Nonetheless, particular keto-friendly foods may bring about similar reactions. If you are eager to go on a more controlled diet, you can refrain from eating some or all of the following items for a few weeks in order to check if your symptoms improve.
Downsides of the Keto Diet
People who first start a keto diet may encounter migraine, weariness, irritability, sickness, and difficulty sleeping, which can be referred to as the “keto flu,” based on Marcelo Campos, MD, in a Harvard Medical School health blog recently.
This is nothing like the flu, and the unpleasant side effects usually don’t last long; however, if they do, Dr. Campos advises to seek medical attention.
If someone follows a restrictive diet for an extended period of time, they may face a risk of developing kidney stones if they don’t drink enough fluids, according to Pfeifer.
It is important to seek medical advice before beginning any diet, particularly one that is restrictive, in order to ensure that it is the correct option. A physician or qualified dietician should be consulted.
Keeping carbs restricted might prevent getting needed tiny nutrients, so it’s essential to supplement diet with the right vitamins and minerals to keep away from lacking in any.
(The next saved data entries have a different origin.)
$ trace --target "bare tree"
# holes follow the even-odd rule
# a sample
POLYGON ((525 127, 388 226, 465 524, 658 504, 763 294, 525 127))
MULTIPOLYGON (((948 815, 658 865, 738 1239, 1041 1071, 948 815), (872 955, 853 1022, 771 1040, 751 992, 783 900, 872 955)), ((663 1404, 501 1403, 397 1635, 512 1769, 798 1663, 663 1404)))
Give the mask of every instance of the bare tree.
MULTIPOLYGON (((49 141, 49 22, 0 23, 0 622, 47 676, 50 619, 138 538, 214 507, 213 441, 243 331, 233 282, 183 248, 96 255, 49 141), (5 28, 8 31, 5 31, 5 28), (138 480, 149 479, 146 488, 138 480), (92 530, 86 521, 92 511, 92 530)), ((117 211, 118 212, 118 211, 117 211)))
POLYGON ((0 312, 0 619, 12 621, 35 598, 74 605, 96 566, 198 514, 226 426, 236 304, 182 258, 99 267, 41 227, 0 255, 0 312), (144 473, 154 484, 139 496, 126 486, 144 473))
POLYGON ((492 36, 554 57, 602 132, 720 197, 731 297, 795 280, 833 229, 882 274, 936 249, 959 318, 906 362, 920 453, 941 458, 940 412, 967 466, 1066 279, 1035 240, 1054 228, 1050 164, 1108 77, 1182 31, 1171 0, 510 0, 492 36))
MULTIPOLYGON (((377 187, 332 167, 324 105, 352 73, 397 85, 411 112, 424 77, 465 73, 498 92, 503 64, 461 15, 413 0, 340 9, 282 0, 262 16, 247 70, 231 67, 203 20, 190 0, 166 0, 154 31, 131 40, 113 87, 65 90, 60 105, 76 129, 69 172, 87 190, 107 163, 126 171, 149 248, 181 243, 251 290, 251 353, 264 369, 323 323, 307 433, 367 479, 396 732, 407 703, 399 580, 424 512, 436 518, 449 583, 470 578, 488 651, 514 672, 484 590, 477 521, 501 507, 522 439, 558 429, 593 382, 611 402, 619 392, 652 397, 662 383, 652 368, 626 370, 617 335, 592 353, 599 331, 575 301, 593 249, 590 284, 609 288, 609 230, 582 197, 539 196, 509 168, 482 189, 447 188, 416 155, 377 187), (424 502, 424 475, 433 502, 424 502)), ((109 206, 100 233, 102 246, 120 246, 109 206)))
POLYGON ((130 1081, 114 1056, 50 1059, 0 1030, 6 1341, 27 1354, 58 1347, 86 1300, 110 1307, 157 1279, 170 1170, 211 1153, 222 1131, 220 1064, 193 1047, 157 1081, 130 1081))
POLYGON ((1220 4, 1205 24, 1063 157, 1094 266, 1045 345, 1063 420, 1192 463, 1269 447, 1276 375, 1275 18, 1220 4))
It should be stressed that the majority of research on keto diets comprise of experiments with a limited timeframe; the implications of being on a keto diet for an extended period are still not fully understood.
And some experts are wary. Joel Nigg, Ph.D., author of Getting Ahead of ADHD: What Next-Generation Science Says about Treatments That Work—and How You Can Make Them Work for Your Child (#CommissionsEarned), asserts that there is evidence demonstrating the efficacy of ketogenic diets in reducing seizures, as well as hyperactivity in those afflicted with epilepsy. It has not been sufficiently studied how the ketogenic diet would affect those with ADHD who do not have epilepsy, so it cannot be recommended for that purpose.
Registered dietitian Abby Langer, mother to a daughter who has both ADHD and anxiety, is concerned that some parents might put their children on a keto diet even though there is no proof that it might be beneficial for their ADHD. Langer states, “I find it very worrying when people make decisions to put their child on a diet.”
This is an extremely stringent dietary regimen which could negatively affect a kid’s development and well being if not done right. It can create poor dietary habits in children that could eventually become disordered eating patterns.
Langer is opposed to calling foods either positive or negative. Langer stresses that it is not a good practice to make healthy foods forbidden for a child unless there is a valid rationale for avoidance. “I don’t think ADHD qualifies as this.”
Everyone afflicted with ADHD is different; for some people, more moderate approaches may be helpful in managing signs.
Individuals with ADHD may opt to supplement with omega-3 fatty acids (fish oil or algae supplements), consume fewer preprocessed and packaged foods with food additives, or seek advice from a dietician regarding a hypoallergenic or limitation diet, Nigg states. There is some evidence suggesting that certain dietary interventions may assist some individuals with ADHD.
He strongly advises that any restriction diet should be done under the oversight of a dietician or doctor so that optimal nutrition is maintained, particularly in young children, and may also necessitate psychological guidance as these diets are demanding to put into practice.